(1040) Reattanza

La reattanza è la resistenza psicologica a non eseguire ordini che provengono da persone molto vicine e/o amate che in qualche modo controllano la nostra vita: soprattutto persone di famiglia come genitori, mogli, mariti, ma anche il datore di lavoro(da Focus https://www.focus.it/comportamento/psicologia/che-cose-la-reattanza)

Ora che ho scoperto il nome di questa dinamica sto meglio. Non so come spiegarlo, ma battezzare le cose mi sembra già un inizio per poterle addomesticare e comprenderle. La reattanza è sempre esistita, ma ora è qui davanti ai miei occhi e non mi fa più paura. Alleluja!

Una volta si chiamavano i bastian contrari, ed erano quelli che facevano di tutto pur di non fare quello che gli si chiedeva di fare. Li ammiravo tantissimo. Un paio di amici miei erano specialisti nell’arte della ribellione e non importa quale fosse la punizione, loro perseguivano le loro regole strampalate e non si piegavano di mezzo centimetro. Degli eroi.

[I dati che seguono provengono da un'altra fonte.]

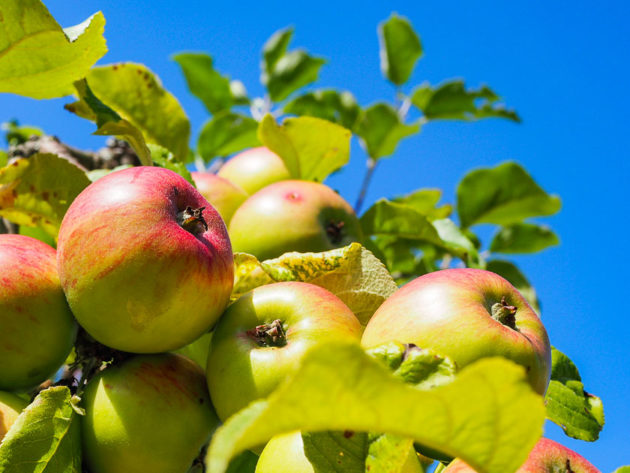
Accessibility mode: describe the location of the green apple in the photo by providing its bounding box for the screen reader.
[82,353,219,473]
[229,180,362,260]
[207,282,361,420]
[217,147,291,195]
[0,235,77,391]
[190,172,248,225]
[361,268,551,394]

Io non pensavo alla punizione, non era quello il punto, ma piuttosto iniziavo a spostare il mio punto di vista cercando di capire perché mi si diceva di fare quella cosa o quell’altra. E mentre ci riflettevo la facevo, così da capirla meglio. Se facevo domande, di solito mi veniva risposto “perché lo dico io” oppure un perentorio “perché sì/perché no” e lì finiva la gran spiegazione. Va da sé che la ribellione dei miei amici era piena di fascino per me, ma sapevo anche che mi avrebbero beccata prima ancora che io fossi riuscita a metterla in atto, soltanto perché mi avrebbero letto negli occhi l’intenzione. Quindi mi limitavo cercando di capire le dinamiche del perché sì/perché no che rimanevano comunque oscure (contradditorie-incoerenti-inverosimili).

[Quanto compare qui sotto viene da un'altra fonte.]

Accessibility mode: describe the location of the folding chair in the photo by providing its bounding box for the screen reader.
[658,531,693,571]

A un certo punto smisi di preoccuparmene per fare esattamente quello che a me sembrava giusto fare. La mia vita cambiò drasticamente in meglio. Non sono più ritornata sui miei passi.

Ora, lo ammetto, ci sono volte in cui quando mi viene chiesto di dare una spiegazione risponderei volentieri perché sì/perché no, ma manco di tono perentorio e soprattutto vengo presa dagli scrupoli. Penso sempre che valga la pena spiegare il proprio punto di vista quando qualcuno te lo chiede. Sono sempre meno le persone che chiedono, che vogliono sapere, che vogliono capire. Mortificare questa purezza d’intento credo sia abominevole. Quindi rispondo meglio che posso, mai abbastanza bene però, perché le spiegazioni difficilmente vengono accolte come bastanti, piuttosto sono trampolini di lancio per discussioni a non finire. Che stancano. E forse è questa l’origine dei perché sì/perché no: lo sfinimento.

Detto questo: la reattanza è sacrosanta. Manteniamola intatta.

Usando la testa, per favore.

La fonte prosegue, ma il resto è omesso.